図5 カテゴリー化された「災害時看護の役割」大項目と看護支援システム →

 「災害時の看護の役割」を効果的に発揮させる仕組みを、ここでは「災害時看護支援システム(仮称)」と称している。システム内部では、まず収集した情報より「被災状況を把握」することから始まり、その情報を基に「健康レベルの維持・回復」、「安全の確保・保持」、「被災者の生活の立て直し」という看護の役割を発揮する。左の枠の状況把握と右の枠の具体的な看護は、常に連携して臨機応変に対応すべきものと考える。これら看護の役割を充分に発揮させるために、下方の枠の「救護救援システムの構築と運用」という間接的な看護の役割が必要となる。この役割は、普段の災害看護に対する準備等、災害発生前のものも多く含み、如何に効果的/効率的に看護の役割を発揮させるかという部分である。図6は、災害看護支援システムの内部のみ看護の役割の観点から中カテゴリーも含めて表したものである。

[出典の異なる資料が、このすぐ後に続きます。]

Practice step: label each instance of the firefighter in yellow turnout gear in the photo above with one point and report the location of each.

図6 災害時の看護の役割とその関係性(大/中カテゴリー) →

 更に、小項目とA項目を含めた「災害時の看護の役割」を表3に示す。尚、右側の欄の数値については、後述する「災害時の看護の役割の重み付け」で説明する。

6)災害時の看護の役割に関する今後の課題
 本研究では、以上の成果を検証するため、災害看護のエキスパートの方に、阪神・淡路大震災の経験を踏まえ、以下の観点から意見を伺った。

・各カテゴリーの表現や内容、および項目の分け方が適当かどうか。
・災害時の看護の役割に関し、大切だと考えるところ、また、これまで手が出せていない部分は何か。

表3-1 災害時の看護の役割とその重み →

その結果、以下の点が指摘された。

<全体的な意見>
・用いる概念の定義が必要ではないか。例えば健康をどう捉えているのか。
・実践の中で活用するためには、A項目の下に専門職としての視点が必要になる。
<カテゴリーの内容への意見>
・「社会的な痛み」への対応が必要になるのではないか。
・環境整備の中に人的な環境の整備も必要なのではないか。
・生活の立て直しの中に、地域のアセスメント、生活のアセスメントが必要ではないか。
・災害時は住宅問題も大きな問題なので、小項目レベルで必要ではないか。